An important step in making highly available applications is setting up highly available data. With Docker, we will set up shared files with a volume plugin called Convoy.

In this tutorial I assume you already have 2 or more nodes in a Docker Swarm and an NFS v3 server set up. If you haven’t set up a Docker Swarm yet, get at least 2 nodes ready by following these tutorials for Docker setup and Swarm setup.

If you don’t want to use NFS v3, that’s okay — Convoy supports multiple storage back-ends — but you’ll definitely need to use network attached storage. (Convoy’s devicemapper back-end won’t work here.) Also, I recommend avoiding Samba shares: Samba file permissions only support a single user ID, which wreaks havoc in containers that don’t use the same ID.

This tutorial’s instructions are based on Ubuntu 18.10, but they should work on most Docker installations.

Configure NFS

First thing to do is configure NFS for use with Convoy. Convoy supports several storage back-ends. For this tutorial, we will use NFS v3 since they are easy to set up together.

Make sure your NFS v3 server is up and running. Create a new user and give it access to a new share (mine is /server_volumes). Convoy will connect as this user to create Docker volumes.

Next, make sure your Docker Swarm nodes are allowed to connect to NFS and have read/write permissions. The permissions should not be “squashed” at all. (In this tutorial I’m also not adding additional security with Kerberos.)

On each Docker node, run the following commands:

sudo apt-get update
sudo apt-get install -y nfs-common

and add this NFS mount to the bottom of /etc/fstab. This entry ensures NFS mounts at boot. Don’t forget to add your NFS connection info!

# Replace 10.1.0.5 with your NFS server's IP or hostname
# Replace /server_volumes with your NFS server's volume mount path
# auto: attempts to mount at startup
# bg: auto-retries mounting even if it fails the first time
# actimeo: caches (and buffers) file metadata changes to increase performance
10.1.0.5:/server_volumes /mnt/nfs/volumes nfs auto,bg,nofail,noatime,intr,tcp,actimeo=1800 0 0

Reboot each server and check the output of mount to verify NFS mounted automatically.

Install Convoy

To create Docker volumes on the NFS share, we will need to set up Convoy. You must repeat this section for each Docker Swarm node.

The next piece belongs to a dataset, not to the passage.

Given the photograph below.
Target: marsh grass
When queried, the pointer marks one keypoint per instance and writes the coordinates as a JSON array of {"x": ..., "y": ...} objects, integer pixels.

Run the following to install Convoy:

wget https://github.com/rancher/convoy/releases/download/v0.5.2/convoy.tar.gz
tar xvzf convoy.tar.gz
sudo cp convoy/convoy convoy/convoy-pdata_tools /usr/local/bin/
sudo mkdir -p /etc/docker/plugins/
sudo bash -c 'echo "unix:///var/run/convoy/convoy.sock" > /etc/docker/plugins/convoy.spec'

Next, add this to /etc/systemd/system/convoy.service:

[Unit]
Description=Convoy Daemon

[Service]
ExecStart=/usr/local/bin/convoy daemon --drivers vfs --driver-opts vfs.path=/mnt/nfs/volumes --cmd-timeout=10m
# Add environment variables for Convoy here
#Environment="SOME_VAR=VALUE"

[Install]
WantedBy=multi-user.target

Run sudo systemctl daemon-reload to pick up the new service, then start it with sudo systemctl start convoy. Check Convoy’s logs with journalctl -f -u convoy to make sure it started successfully.

Extra Convoy features

If you want to use Convoy’s other features, you can also add environment variables to the systemd config (as indicated). If there’s enough interest, I could make another tutorial for creating backups of Convoy volumes on your own S3 server.

Verify Convoy installation

Double-check that Convoy is set up correctly with NFS. Create a shared volume and place a file on it:

docker volume create --driver=convoy my_volume
docker run --rm -v my_volume:/data alpine:3.8 sh -c 'echo "hi there!" > /data/hello'

After setting up Convoy on two or more nodes, run the following command on two different nodes. Both times it should print “hi there!”:

docker run --rm -v my_volume:/data alpine:3.8 cat /data/hello
# hi there!

Summary

Shared volumes are essential to ensuring your data is always available. Now you can mount the same data into a container on any node in your Swarm!